Haliyle, Türk Lirası’nın değer kazanabilmesi için artık yalnızca faiz artırımı yeterli olmayacak. Merkez Bankası’nın bundan sonra sürdürülebilir ve güvenilir bir politika izlemesi kaçınılmaz.
Ama o da yetmeyecek!
Etkin ve bağımsız bir para politikası ile birlikte etkin bir maliye politikası da şart.
Ama o da yetmeyecek!
Tüm bunlarla eşgüdümlü olarak hayata geçirilmesi gereken yapısal reformlar var.
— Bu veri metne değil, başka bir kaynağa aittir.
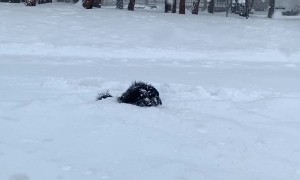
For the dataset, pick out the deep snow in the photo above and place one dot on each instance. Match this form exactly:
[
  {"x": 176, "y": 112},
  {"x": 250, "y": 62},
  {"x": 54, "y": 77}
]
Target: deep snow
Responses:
[{"x": 230, "y": 90}]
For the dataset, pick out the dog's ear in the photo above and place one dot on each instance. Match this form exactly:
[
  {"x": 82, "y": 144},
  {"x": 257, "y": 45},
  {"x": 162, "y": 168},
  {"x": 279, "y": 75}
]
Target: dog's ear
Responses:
[{"x": 103, "y": 95}]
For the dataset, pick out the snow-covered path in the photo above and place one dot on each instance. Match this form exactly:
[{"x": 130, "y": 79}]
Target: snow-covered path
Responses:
[{"x": 230, "y": 89}]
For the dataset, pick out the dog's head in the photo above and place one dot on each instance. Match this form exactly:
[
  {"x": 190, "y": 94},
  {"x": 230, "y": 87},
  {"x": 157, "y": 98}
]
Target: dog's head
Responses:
[{"x": 141, "y": 94}]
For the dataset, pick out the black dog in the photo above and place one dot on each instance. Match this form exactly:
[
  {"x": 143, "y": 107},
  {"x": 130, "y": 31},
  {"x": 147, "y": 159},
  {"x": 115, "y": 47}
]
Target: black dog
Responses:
[{"x": 139, "y": 93}]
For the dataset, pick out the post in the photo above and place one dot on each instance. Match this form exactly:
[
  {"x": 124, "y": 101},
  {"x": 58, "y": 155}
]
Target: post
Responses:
[
  {"x": 174, "y": 6},
  {"x": 211, "y": 6},
  {"x": 119, "y": 4},
  {"x": 195, "y": 7},
  {"x": 181, "y": 6},
  {"x": 271, "y": 8}
]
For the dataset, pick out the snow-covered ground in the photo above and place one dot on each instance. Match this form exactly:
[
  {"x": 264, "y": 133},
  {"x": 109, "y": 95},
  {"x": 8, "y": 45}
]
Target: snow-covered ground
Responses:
[{"x": 230, "y": 89}]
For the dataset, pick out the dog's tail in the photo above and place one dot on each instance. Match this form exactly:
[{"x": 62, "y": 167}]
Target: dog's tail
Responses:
[{"x": 103, "y": 95}]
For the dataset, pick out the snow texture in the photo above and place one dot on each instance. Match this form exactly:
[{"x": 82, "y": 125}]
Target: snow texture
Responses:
[{"x": 230, "y": 89}]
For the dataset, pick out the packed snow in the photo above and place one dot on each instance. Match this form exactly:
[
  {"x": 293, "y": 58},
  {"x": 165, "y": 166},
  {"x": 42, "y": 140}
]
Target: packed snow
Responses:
[{"x": 230, "y": 91}]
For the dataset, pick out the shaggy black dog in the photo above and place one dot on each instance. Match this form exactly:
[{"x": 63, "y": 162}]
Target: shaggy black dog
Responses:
[{"x": 139, "y": 93}]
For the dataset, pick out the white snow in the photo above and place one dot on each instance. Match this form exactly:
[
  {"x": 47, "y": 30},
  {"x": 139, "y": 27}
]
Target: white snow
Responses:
[{"x": 230, "y": 89}]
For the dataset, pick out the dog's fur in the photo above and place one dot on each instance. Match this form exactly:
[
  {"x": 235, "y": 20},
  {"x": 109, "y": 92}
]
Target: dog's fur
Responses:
[{"x": 139, "y": 93}]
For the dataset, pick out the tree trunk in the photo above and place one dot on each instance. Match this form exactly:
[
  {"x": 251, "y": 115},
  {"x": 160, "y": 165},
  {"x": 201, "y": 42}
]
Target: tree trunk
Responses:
[
  {"x": 167, "y": 6},
  {"x": 195, "y": 7},
  {"x": 119, "y": 4},
  {"x": 131, "y": 5},
  {"x": 181, "y": 6},
  {"x": 211, "y": 5},
  {"x": 174, "y": 6},
  {"x": 271, "y": 8}
]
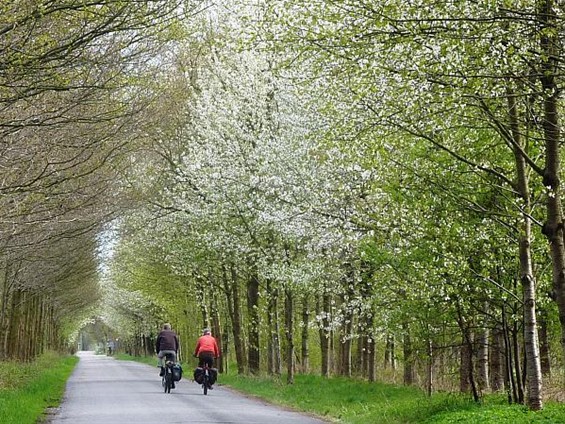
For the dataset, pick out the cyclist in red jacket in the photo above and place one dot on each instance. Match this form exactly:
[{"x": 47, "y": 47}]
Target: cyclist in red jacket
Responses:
[{"x": 206, "y": 349}]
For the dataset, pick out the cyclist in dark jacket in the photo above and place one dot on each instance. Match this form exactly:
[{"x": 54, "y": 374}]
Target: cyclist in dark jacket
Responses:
[{"x": 167, "y": 344}]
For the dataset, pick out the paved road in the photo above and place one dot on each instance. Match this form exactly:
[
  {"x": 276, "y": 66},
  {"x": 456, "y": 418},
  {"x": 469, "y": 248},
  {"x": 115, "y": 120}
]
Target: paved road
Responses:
[{"x": 106, "y": 391}]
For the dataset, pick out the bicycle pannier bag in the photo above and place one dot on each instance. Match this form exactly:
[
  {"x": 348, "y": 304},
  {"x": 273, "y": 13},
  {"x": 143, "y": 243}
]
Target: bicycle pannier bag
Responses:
[
  {"x": 199, "y": 375},
  {"x": 177, "y": 372}
]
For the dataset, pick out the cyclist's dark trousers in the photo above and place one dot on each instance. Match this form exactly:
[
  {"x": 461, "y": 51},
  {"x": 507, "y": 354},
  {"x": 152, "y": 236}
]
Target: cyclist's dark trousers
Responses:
[{"x": 206, "y": 358}]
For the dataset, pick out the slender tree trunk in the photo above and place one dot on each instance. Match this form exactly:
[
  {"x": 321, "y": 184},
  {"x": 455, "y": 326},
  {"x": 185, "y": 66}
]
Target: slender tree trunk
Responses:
[
  {"x": 517, "y": 366},
  {"x": 390, "y": 360},
  {"x": 482, "y": 361},
  {"x": 273, "y": 347},
  {"x": 304, "y": 352},
  {"x": 551, "y": 56},
  {"x": 509, "y": 370},
  {"x": 371, "y": 357},
  {"x": 216, "y": 327},
  {"x": 544, "y": 345},
  {"x": 496, "y": 358},
  {"x": 289, "y": 332},
  {"x": 408, "y": 359},
  {"x": 253, "y": 316},
  {"x": 325, "y": 335},
  {"x": 430, "y": 370},
  {"x": 234, "y": 310},
  {"x": 526, "y": 267}
]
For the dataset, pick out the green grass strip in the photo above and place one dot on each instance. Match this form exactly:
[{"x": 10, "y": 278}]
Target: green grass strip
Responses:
[
  {"x": 28, "y": 389},
  {"x": 351, "y": 401}
]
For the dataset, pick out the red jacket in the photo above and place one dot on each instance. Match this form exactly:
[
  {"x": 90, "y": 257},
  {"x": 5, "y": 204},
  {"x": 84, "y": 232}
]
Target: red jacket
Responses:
[{"x": 207, "y": 343}]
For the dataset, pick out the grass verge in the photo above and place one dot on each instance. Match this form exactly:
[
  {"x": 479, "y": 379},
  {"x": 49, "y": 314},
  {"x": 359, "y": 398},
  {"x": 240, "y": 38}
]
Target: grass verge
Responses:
[
  {"x": 28, "y": 389},
  {"x": 352, "y": 401}
]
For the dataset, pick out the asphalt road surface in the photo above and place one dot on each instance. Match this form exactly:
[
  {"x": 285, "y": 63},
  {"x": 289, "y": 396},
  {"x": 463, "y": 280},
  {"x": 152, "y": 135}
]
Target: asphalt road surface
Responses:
[{"x": 106, "y": 391}]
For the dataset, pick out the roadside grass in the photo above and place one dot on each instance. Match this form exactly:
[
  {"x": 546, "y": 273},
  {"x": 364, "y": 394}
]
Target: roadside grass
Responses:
[
  {"x": 28, "y": 389},
  {"x": 356, "y": 401},
  {"x": 351, "y": 401}
]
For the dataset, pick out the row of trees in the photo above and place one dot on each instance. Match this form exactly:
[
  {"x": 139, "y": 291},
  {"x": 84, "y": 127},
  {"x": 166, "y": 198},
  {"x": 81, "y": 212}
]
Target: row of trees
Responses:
[
  {"x": 378, "y": 180},
  {"x": 371, "y": 178},
  {"x": 73, "y": 82}
]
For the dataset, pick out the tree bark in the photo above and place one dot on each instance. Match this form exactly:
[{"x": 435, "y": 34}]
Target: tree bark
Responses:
[
  {"x": 304, "y": 351},
  {"x": 253, "y": 353},
  {"x": 234, "y": 309},
  {"x": 289, "y": 332}
]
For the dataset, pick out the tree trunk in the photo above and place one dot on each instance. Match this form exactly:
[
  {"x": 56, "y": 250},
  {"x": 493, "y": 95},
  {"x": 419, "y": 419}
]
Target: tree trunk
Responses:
[
  {"x": 390, "y": 361},
  {"x": 553, "y": 227},
  {"x": 482, "y": 360},
  {"x": 289, "y": 332},
  {"x": 408, "y": 360},
  {"x": 304, "y": 352},
  {"x": 544, "y": 345},
  {"x": 274, "y": 362},
  {"x": 234, "y": 310},
  {"x": 526, "y": 267},
  {"x": 496, "y": 360},
  {"x": 253, "y": 353},
  {"x": 325, "y": 335}
]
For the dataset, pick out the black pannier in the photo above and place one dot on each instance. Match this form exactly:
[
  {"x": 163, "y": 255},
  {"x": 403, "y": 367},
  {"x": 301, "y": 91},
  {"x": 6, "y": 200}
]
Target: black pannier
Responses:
[
  {"x": 198, "y": 374},
  {"x": 177, "y": 372}
]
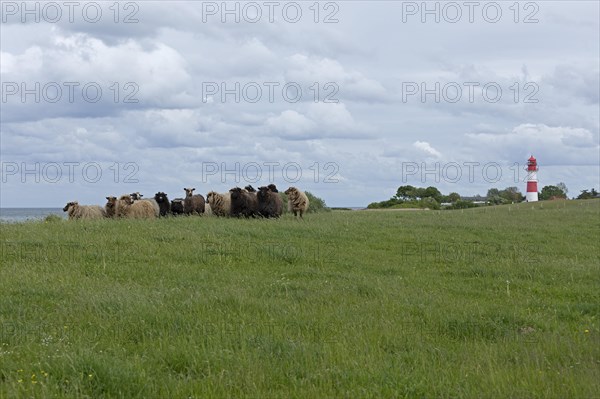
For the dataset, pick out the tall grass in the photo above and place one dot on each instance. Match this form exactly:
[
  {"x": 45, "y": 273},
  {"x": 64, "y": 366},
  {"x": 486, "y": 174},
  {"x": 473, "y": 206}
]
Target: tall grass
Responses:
[{"x": 487, "y": 302}]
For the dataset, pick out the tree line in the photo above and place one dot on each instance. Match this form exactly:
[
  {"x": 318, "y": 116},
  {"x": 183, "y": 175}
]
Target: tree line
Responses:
[{"x": 430, "y": 197}]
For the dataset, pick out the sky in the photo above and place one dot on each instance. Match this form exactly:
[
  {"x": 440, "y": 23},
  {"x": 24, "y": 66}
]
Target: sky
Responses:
[{"x": 346, "y": 99}]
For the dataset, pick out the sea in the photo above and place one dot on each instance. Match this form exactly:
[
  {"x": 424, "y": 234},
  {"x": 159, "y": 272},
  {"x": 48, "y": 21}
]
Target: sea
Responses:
[{"x": 18, "y": 215}]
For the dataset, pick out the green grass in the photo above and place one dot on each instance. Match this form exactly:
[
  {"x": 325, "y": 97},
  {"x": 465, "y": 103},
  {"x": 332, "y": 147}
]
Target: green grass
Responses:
[{"x": 492, "y": 302}]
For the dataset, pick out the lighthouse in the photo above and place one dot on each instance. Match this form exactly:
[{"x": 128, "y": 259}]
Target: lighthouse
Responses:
[{"x": 532, "y": 168}]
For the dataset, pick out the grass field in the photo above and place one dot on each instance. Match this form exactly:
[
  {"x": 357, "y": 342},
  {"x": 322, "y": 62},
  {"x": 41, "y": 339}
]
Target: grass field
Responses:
[{"x": 493, "y": 302}]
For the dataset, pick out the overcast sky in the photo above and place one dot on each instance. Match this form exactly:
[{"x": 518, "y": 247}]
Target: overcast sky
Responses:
[{"x": 348, "y": 100}]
Ve bu yapısal reformların öncelikli olarak ekonomi alanında değil eğitim, adalet ve hukukun üstünlüğü gibi konularda başlaması gerekiyor.
Sonrasında ise ekonomik alanda öncelikli olarak adil bir vergi sistemi kurulmalı,
Tüketim, borçlanma ve ithalata dayalı büyümeden vazgeçilmeli
Hazine ve Maliye Bakanı sıklıkla “ihracata, yüksek katma değere ve istihdama dayalı bir büyüme modeli ile bir değişim yaratmak” amacında olduklarını vurguluyor.
Peki bunu hayata geçirebilmek için atılacak adımlar belliyken, o adımları neden hala göremiyoruz?
Örneğin; bunun için üretimde verimlilik sağlamak gerekiyor.
Nasıl mı?..
Üretimin temel yapı taşı olan beşeri sermayeyi kullanmak.
Kısacası büyüme modelinde bir değişim yaratmak istiyorsak -insana- yatırım yapmamız gerekiyor.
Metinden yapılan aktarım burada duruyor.